Approximately 70 percent of the people within our country now obtain their news from Google and Facebook. Additionally, the major tech concerns have a virtual stranglehold on the manner in which billions of people around the globe communicate.

Truth be told, there has never been a more massive concentration of media power than that which is squarely in the hands of Google, Facebook, Apple, Twitter, and a smattering of other internet companies.

As digital companies go about the business of justifying censorship, many are looking for solutions via regulation.

Restraints on speech imposed by private companies are not protected by the First Amendment, and companies do not have a legal obligation to provide freedom of speech to their users. While internet companies were once fierce advocates of free expression, this is unfortunately not the case anymore.

Being larger than many governments of countries throughout the world, the tech giants act in a quasi-governmental manner when they eliminate or limit speech within their internet province.

Some have proposed turning the big tech giants into public utilities. Others have urged breaking up the companies through the use of anti-trust law, a logical idea when considering that the major tech firms have essentially become a monopoly with no significant competition, e.g., Google’s dominance of the internet video market and Facebook’s rule over the social media sector.

British Prime Minister Theresa May recently suggested that social media platforms be treated like news organizations, which would render them responsible for content appearing on their platforms.

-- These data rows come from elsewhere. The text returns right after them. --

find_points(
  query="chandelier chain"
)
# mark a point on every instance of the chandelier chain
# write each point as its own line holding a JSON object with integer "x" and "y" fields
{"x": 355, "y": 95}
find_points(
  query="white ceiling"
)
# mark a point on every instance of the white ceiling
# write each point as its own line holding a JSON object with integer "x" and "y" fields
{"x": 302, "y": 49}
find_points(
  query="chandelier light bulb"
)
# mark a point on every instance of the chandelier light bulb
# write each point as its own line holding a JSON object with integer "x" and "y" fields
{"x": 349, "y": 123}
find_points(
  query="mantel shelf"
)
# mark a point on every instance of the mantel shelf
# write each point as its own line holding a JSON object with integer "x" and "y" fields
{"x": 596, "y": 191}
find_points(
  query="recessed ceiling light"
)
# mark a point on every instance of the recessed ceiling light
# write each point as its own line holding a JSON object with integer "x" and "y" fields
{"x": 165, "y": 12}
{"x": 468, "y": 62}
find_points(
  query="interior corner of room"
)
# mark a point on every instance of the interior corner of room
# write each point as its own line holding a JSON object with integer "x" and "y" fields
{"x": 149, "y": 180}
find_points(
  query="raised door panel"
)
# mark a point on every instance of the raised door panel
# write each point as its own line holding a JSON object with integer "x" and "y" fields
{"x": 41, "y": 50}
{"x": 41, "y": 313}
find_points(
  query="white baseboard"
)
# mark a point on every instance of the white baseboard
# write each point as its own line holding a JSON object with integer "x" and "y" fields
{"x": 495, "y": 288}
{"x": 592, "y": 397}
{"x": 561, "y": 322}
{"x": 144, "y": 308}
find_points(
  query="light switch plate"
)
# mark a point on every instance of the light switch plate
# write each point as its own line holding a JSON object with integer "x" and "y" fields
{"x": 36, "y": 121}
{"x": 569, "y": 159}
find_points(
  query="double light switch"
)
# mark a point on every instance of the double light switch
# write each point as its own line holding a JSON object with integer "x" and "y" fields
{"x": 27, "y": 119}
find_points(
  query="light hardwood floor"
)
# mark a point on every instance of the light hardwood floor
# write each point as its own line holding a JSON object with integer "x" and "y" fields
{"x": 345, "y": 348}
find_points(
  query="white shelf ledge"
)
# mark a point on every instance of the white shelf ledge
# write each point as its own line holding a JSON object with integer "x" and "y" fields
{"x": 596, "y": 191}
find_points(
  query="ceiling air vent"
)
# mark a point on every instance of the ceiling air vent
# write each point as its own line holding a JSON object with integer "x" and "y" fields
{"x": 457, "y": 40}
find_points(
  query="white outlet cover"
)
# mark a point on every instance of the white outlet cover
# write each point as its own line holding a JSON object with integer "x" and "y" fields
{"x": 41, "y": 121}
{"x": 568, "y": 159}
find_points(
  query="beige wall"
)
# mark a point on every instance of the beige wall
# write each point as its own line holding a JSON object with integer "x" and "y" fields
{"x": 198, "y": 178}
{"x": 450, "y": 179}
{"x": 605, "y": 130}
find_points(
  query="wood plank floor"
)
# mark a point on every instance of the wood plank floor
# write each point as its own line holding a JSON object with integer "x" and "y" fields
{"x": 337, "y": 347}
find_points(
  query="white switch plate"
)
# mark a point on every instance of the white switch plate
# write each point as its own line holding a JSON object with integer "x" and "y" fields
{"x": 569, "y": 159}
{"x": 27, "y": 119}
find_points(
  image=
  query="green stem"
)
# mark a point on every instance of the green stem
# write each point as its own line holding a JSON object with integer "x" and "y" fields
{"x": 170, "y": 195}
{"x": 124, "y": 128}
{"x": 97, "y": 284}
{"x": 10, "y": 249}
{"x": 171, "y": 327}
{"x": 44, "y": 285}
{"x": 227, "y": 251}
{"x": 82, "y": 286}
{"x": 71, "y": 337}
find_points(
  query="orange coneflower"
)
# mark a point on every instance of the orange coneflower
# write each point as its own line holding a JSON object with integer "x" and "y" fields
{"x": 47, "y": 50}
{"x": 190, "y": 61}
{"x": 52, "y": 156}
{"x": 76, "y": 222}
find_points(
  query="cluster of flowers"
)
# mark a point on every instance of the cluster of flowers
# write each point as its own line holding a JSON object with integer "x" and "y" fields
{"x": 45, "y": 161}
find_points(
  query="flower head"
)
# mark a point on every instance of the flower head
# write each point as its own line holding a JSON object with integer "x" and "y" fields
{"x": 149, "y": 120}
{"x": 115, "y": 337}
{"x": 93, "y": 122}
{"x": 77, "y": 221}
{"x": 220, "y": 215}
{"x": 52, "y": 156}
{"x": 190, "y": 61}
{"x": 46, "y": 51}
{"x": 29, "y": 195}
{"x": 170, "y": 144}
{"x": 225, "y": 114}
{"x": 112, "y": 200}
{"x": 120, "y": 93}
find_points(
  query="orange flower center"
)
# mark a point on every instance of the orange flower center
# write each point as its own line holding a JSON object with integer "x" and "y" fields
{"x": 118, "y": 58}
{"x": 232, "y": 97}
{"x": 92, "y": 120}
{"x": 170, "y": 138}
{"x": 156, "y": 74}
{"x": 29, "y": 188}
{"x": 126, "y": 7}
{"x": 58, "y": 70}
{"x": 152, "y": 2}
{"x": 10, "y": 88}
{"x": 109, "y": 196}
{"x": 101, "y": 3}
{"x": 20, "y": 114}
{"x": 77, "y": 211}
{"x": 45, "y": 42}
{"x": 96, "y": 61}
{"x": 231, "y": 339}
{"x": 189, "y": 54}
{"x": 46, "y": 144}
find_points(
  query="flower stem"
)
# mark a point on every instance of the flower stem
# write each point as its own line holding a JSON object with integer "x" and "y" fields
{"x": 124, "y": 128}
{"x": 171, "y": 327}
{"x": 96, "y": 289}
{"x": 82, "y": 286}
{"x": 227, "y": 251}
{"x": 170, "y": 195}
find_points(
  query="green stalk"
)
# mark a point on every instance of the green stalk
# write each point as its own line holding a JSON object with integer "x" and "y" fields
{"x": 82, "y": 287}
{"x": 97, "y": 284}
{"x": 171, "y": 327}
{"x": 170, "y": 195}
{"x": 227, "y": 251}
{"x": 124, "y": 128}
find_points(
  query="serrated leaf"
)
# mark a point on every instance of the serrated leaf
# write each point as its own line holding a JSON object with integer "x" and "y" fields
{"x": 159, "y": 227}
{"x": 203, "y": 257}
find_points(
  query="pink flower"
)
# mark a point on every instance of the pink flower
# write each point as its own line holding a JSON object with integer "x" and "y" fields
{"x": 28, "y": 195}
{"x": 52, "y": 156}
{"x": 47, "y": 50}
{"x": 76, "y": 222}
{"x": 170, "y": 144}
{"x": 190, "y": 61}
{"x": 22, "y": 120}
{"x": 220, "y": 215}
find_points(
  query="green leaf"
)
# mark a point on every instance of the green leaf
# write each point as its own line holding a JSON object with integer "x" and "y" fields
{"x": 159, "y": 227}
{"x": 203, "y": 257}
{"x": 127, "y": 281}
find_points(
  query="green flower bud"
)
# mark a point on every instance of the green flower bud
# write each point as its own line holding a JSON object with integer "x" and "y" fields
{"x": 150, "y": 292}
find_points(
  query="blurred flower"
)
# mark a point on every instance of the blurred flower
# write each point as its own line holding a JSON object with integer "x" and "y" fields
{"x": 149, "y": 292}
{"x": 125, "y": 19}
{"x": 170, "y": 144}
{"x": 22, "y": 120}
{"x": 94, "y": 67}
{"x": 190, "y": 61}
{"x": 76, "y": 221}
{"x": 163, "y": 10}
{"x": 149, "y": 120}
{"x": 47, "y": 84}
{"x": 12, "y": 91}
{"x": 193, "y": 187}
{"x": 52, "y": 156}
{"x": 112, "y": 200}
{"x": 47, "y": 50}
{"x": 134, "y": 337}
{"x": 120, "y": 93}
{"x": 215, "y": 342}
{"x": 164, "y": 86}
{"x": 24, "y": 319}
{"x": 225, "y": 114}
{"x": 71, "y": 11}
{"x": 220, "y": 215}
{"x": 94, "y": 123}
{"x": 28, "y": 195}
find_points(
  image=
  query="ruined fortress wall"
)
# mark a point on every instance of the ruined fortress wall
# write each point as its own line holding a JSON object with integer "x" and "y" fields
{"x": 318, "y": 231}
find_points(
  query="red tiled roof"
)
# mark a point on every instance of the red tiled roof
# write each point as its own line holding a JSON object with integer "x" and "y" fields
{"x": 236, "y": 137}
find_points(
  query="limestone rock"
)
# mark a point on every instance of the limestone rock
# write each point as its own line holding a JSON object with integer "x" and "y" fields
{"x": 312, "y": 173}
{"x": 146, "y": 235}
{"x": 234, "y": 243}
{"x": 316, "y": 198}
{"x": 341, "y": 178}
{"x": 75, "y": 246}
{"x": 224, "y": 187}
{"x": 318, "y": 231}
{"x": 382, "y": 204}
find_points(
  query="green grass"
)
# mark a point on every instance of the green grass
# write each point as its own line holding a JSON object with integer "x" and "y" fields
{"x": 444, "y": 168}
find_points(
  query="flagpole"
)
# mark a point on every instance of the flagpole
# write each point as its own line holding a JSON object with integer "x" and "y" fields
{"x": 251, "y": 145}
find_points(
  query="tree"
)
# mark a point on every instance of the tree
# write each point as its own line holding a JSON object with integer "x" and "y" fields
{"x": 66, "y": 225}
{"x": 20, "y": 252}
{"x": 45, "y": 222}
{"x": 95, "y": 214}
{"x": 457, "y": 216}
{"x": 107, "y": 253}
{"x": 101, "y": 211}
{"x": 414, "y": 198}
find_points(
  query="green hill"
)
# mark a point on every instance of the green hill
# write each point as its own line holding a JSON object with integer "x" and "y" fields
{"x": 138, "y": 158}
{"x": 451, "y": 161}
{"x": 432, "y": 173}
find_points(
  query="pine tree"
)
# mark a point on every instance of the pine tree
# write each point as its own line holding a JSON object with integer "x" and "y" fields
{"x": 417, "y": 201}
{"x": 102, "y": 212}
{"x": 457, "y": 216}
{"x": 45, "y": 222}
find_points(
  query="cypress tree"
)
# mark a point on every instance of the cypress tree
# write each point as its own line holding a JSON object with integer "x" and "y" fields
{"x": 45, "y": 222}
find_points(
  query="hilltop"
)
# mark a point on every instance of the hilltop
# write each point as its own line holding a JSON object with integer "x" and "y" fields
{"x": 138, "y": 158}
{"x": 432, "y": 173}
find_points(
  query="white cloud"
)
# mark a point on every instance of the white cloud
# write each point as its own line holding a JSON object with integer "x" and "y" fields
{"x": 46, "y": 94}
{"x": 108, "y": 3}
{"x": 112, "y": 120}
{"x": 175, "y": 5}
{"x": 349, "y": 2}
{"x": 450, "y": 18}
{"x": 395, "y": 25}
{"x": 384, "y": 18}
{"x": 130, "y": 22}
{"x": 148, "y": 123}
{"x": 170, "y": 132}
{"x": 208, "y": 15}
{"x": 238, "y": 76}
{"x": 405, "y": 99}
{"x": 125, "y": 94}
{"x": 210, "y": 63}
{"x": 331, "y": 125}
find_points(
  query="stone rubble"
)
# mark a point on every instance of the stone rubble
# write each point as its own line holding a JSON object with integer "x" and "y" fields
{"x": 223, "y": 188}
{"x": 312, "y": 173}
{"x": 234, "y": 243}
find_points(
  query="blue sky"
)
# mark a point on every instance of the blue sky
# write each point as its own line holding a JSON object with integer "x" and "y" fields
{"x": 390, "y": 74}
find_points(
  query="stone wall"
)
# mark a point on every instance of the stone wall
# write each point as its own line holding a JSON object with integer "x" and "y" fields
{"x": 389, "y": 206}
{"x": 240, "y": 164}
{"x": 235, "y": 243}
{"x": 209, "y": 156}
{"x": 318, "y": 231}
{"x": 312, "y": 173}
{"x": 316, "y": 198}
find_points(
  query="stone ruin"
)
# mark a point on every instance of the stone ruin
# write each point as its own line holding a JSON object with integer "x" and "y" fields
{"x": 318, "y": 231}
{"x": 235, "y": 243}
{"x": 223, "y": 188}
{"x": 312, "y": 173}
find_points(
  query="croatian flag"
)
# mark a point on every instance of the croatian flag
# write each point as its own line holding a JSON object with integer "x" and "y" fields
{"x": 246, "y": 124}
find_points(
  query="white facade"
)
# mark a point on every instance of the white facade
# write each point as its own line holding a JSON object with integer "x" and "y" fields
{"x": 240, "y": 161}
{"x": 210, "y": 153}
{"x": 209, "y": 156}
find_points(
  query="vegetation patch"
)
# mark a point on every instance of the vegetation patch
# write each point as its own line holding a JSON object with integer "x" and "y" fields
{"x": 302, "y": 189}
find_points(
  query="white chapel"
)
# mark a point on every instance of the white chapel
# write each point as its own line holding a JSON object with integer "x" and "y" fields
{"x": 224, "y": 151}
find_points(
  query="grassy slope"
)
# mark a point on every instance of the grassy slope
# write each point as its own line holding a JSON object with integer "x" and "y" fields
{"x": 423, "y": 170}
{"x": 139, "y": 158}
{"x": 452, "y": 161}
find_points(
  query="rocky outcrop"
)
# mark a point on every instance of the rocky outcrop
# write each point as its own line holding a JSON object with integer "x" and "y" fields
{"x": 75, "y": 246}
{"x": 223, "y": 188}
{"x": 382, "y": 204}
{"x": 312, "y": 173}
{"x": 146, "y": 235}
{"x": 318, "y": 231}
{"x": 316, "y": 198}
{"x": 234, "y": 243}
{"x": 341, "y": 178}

Rep. Steve King has recommended revisiting the law that shields internet companies from being treated as the publisher of content users’ posts, thus restoring legal responsibility for defamatory and other tortious or criminal content that is published. The Iowa congressman is referring to a statutory provision that made the current internet social media landscape possible: Section 230 of the Communications Decency Act.

Publishers of content are typically liable for the material they disseminate, even when the content originates from individual unpaid contributors, such as a “letter to the editor.”

In 1996, when the web as we know it was still in its infancy, Congress passed the Communications Decency Act. An amendment to the original bill, Section 230, stated, “No provider or user of an interactive computer service shall be treated as the publisher or speaker of any information provided by another information content provider.”

The statute protected Internet providers from being deemed news organizations and gave legal immunity to the tech companies, ostensibly to foster industry growth and freedom of speech.

The U.S. Supreme Court stripped away much of the bill in 1998, but Section 230 was left unscathed.

Later precedents interpreted Section 230 broadly so that digital platform companies could grow exponentially, without serious concern for illegal speech placed on their platforms. And grow they did, to become the gargantuan companies that they are today, complete with secret algorithms that render selected users invisible. At the start, the young companies would not have been economically feasible minus the provision.

The law also prevents liability in the event “objectionable” material is removed. If the companies do choose to eliminate offensive user-created content, their immunity is not forfeited.

These massive companies are essentially being treated by the law as if they are still mere startups. Although many in the tech community see Section 230 as sacrosanct, i.e., not to be touched, the provision was modified by a bi-partisan coalition in Congress earlier this year. President Trump signed legislation amending Section 230 in April 2018, denying some legal immunity to internet platforms in order to fight sex trafficking.

More carve outs of the statute, or the threat of such, will get the attention of the tech giants and perhaps motivate them to return to the free and open platforms they once wanted to be.